The foregoing description is only a preferred embodiment of the present invention, and the present invention is not limited thereto, but it is to be understood that modifications and equivalents of some of the technical features described in the foregoing embodiments may be made by those skilled in the art, although the present invention has been described in detail with reference to the foregoing embodiments. Any modification, equivalent replacement, improvement, etc. made within the spirit and principle of the present invention should be included in the protection scope of the present invention.

Claims

1. The cell module pressing mechanism is characterized by comprising a base, a top plate and four struts, wherein the top plate is parallel to and opposite to the base, the struts are arranged between the top plate and the base, and each strut is respectively and vertically connected with four corners of the base and four corners of the top plate;

2. The cell module compression mechanism of claim 1, wherein the driving mechanism is a cylinder and a solenoid valve, the cylinder comprises a push rod, the push directions of the push rods in one side of two adjacent L-shaped pressing plates are opposite, the two opposite first movable rods and the second movable rods can be sleeved, the push rod is connected with the first movable rods and the second movable rods, the cylinder is connected with the solenoid valve, and the solenoid valve is connected with the second power supply equipment.

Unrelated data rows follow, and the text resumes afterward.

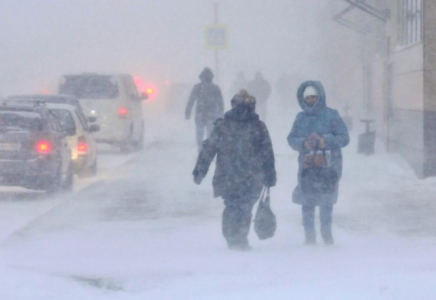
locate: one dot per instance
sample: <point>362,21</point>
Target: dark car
<point>33,149</point>
<point>55,98</point>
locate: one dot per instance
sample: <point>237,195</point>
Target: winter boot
<point>327,236</point>
<point>310,237</point>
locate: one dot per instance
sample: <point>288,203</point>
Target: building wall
<point>429,87</point>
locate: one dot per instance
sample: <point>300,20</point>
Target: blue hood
<point>320,105</point>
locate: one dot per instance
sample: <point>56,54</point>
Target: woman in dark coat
<point>245,164</point>
<point>321,127</point>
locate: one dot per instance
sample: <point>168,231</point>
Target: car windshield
<point>65,120</point>
<point>90,87</point>
<point>20,121</point>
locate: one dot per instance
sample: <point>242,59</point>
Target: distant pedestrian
<point>240,83</point>
<point>244,165</point>
<point>261,90</point>
<point>318,134</point>
<point>210,105</point>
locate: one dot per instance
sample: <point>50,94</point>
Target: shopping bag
<point>264,221</point>
<point>317,176</point>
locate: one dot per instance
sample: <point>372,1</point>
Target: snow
<point>144,230</point>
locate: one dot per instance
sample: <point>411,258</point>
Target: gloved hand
<point>270,181</point>
<point>311,141</point>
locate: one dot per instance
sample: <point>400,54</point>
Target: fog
<point>140,228</point>
<point>159,40</point>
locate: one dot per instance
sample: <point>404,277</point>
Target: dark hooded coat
<point>327,123</point>
<point>210,105</point>
<point>245,157</point>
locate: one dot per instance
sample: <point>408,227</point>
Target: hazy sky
<point>157,39</point>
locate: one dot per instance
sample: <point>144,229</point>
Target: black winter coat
<point>245,157</point>
<point>210,105</point>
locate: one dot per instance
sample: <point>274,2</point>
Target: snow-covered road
<point>146,231</point>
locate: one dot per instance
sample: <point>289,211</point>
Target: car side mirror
<point>143,96</point>
<point>94,128</point>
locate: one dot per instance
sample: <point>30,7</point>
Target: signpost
<point>216,38</point>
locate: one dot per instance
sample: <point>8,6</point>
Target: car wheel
<point>68,184</point>
<point>126,147</point>
<point>90,171</point>
<point>54,186</point>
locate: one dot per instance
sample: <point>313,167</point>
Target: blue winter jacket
<point>326,122</point>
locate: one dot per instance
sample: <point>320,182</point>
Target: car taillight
<point>82,147</point>
<point>43,147</point>
<point>122,112</point>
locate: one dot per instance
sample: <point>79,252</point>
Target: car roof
<point>26,108</point>
<point>66,106</point>
<point>42,97</point>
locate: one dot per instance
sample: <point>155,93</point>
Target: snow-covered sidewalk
<point>153,234</point>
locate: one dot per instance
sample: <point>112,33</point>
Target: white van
<point>114,100</point>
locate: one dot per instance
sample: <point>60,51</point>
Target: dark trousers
<point>237,220</point>
<point>325,216</point>
<point>201,127</point>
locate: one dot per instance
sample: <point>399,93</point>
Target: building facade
<point>400,75</point>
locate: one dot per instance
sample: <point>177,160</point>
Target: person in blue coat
<point>317,129</point>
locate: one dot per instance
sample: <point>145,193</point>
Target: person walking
<point>244,165</point>
<point>210,105</point>
<point>318,134</point>
<point>261,90</point>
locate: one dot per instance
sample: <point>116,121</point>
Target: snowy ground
<point>144,230</point>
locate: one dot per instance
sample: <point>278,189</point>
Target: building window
<point>409,22</point>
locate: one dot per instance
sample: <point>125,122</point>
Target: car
<point>79,137</point>
<point>34,152</point>
<point>115,101</point>
<point>50,98</point>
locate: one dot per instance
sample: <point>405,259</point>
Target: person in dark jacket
<point>244,165</point>
<point>321,128</point>
<point>261,90</point>
<point>210,105</point>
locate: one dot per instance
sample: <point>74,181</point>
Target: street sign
<point>216,36</point>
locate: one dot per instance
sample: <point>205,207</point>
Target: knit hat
<point>310,91</point>
<point>243,98</point>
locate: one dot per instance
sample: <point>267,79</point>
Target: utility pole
<point>217,71</point>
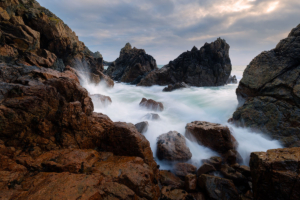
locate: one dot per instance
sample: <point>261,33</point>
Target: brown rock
<point>275,174</point>
<point>205,168</point>
<point>218,188</point>
<point>169,179</point>
<point>152,105</point>
<point>183,169</point>
<point>172,146</point>
<point>190,182</point>
<point>214,136</point>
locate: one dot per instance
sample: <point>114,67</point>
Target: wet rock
<point>190,182</point>
<point>176,86</point>
<point>275,174</point>
<point>169,193</point>
<point>218,188</point>
<point>205,168</point>
<point>131,66</point>
<point>142,127</point>
<point>152,116</point>
<point>232,80</point>
<point>214,136</point>
<point>169,179</point>
<point>209,66</point>
<point>183,169</point>
<point>268,93</point>
<point>152,105</point>
<point>172,146</point>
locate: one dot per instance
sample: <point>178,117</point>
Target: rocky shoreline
<point>54,146</point>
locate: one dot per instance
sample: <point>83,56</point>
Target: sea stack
<point>269,92</point>
<point>132,65</point>
<point>209,66</point>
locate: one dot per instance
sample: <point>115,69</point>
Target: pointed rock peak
<point>194,49</point>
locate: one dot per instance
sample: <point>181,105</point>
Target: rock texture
<point>269,92</point>
<point>276,174</point>
<point>131,66</point>
<point>172,146</point>
<point>32,35</point>
<point>152,105</point>
<point>209,66</point>
<point>176,86</point>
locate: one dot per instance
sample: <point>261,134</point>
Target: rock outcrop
<point>269,92</point>
<point>151,104</point>
<point>276,174</point>
<point>172,146</point>
<point>209,66</point>
<point>131,66</point>
<point>32,35</point>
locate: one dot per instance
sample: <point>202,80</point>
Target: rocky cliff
<point>209,66</point>
<point>132,65</point>
<point>32,35</point>
<point>269,93</point>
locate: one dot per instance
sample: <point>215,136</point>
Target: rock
<point>176,86</point>
<point>190,182</point>
<point>232,80</point>
<point>142,127</point>
<point>218,188</point>
<point>152,105</point>
<point>101,99</point>
<point>268,93</point>
<point>169,193</point>
<point>214,136</point>
<point>275,174</point>
<point>172,146</point>
<point>183,169</point>
<point>131,66</point>
<point>209,66</point>
<point>152,116</point>
<point>205,168</point>
<point>169,179</point>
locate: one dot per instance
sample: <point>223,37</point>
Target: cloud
<point>166,28</point>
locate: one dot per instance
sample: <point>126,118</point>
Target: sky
<point>167,28</point>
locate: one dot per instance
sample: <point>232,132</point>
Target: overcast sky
<point>166,28</point>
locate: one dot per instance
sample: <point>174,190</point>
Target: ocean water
<point>212,104</point>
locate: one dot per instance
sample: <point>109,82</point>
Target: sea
<point>211,104</point>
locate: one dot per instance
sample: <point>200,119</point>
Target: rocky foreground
<point>54,146</point>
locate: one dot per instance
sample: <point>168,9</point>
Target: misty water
<point>211,104</point>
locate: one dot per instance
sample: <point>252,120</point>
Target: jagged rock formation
<point>209,66</point>
<point>131,66</point>
<point>269,92</point>
<point>276,174</point>
<point>32,35</point>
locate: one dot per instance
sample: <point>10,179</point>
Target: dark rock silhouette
<point>269,92</point>
<point>131,66</point>
<point>209,66</point>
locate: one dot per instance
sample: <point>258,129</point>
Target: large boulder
<point>275,174</point>
<point>131,66</point>
<point>269,92</point>
<point>172,146</point>
<point>209,66</point>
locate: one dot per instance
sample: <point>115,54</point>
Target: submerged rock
<point>142,127</point>
<point>172,146</point>
<point>209,66</point>
<point>176,86</point>
<point>131,66</point>
<point>269,92</point>
<point>152,105</point>
<point>275,174</point>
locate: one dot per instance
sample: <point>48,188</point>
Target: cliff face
<point>269,93</point>
<point>132,65</point>
<point>32,35</point>
<point>209,66</point>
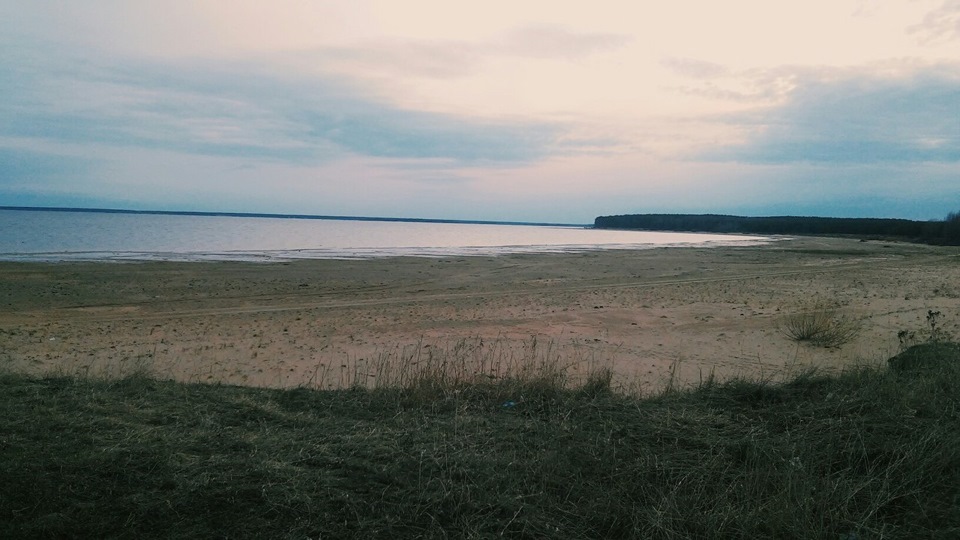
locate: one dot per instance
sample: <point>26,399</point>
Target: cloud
<point>858,119</point>
<point>237,109</point>
<point>697,69</point>
<point>941,24</point>
<point>554,42</point>
<point>20,165</point>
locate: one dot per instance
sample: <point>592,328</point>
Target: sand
<point>652,315</point>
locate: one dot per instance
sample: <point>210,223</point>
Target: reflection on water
<point>62,236</point>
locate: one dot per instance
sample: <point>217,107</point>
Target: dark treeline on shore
<point>944,232</point>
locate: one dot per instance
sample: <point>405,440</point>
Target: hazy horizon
<point>537,111</point>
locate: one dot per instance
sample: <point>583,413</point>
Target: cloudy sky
<point>500,110</point>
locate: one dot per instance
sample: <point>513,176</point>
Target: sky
<point>538,111</point>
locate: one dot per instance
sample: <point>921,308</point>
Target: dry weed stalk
<point>821,326</point>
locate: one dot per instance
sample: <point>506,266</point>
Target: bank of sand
<point>647,313</point>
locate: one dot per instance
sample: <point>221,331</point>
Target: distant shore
<point>282,216</point>
<point>650,314</point>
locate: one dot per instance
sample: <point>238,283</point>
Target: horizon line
<point>286,216</point>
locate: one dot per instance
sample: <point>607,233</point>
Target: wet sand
<point>687,312</point>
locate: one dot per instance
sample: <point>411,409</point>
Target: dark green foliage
<point>866,454</point>
<point>929,356</point>
<point>934,232</point>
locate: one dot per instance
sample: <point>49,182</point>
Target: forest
<point>939,232</point>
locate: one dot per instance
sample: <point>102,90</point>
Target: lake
<point>43,235</point>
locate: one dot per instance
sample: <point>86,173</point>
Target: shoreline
<point>650,314</point>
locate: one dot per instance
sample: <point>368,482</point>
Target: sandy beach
<point>688,312</point>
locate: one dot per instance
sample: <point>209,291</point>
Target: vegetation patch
<point>820,326</point>
<point>871,453</point>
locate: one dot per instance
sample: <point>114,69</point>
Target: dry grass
<point>821,326</point>
<point>866,454</point>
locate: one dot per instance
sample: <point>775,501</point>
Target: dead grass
<point>869,453</point>
<point>821,326</point>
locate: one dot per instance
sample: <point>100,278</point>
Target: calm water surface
<point>60,236</point>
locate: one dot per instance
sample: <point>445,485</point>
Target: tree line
<point>942,232</point>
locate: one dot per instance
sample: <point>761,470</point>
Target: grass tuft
<point>820,326</point>
<point>869,453</point>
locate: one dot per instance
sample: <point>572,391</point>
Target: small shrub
<point>820,326</point>
<point>599,382</point>
<point>929,356</point>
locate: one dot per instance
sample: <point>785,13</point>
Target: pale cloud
<point>857,119</point>
<point>940,25</point>
<point>554,42</point>
<point>541,110</point>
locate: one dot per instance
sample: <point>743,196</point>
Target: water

3. The cell module compression mechanism of claim 1, wherein the metal slide is provided with a square hole on the side surface thereof, the electromagnetic guide rail passing through the square hole and being connected with the metal slide.

4. The cell module pressing mechanism according to claim 1, wherein the top of the power supply device and the top of the control device are provided with sucking discs, and the power supply device and the control device are adsorbed on the bottom of the base through the sucking discs.

5. The cell module compression mechanism of claim 1, wherein the base is further provided with a plurality of evenly distributed rubber pads.

6. The cell module compression mechanism of claim 1, wherein four rollers are further provided at four corners of the bottom of the base.

7. The cell module compression mechanism of claim 1, wherein the telescoping rod is provided with screw holes.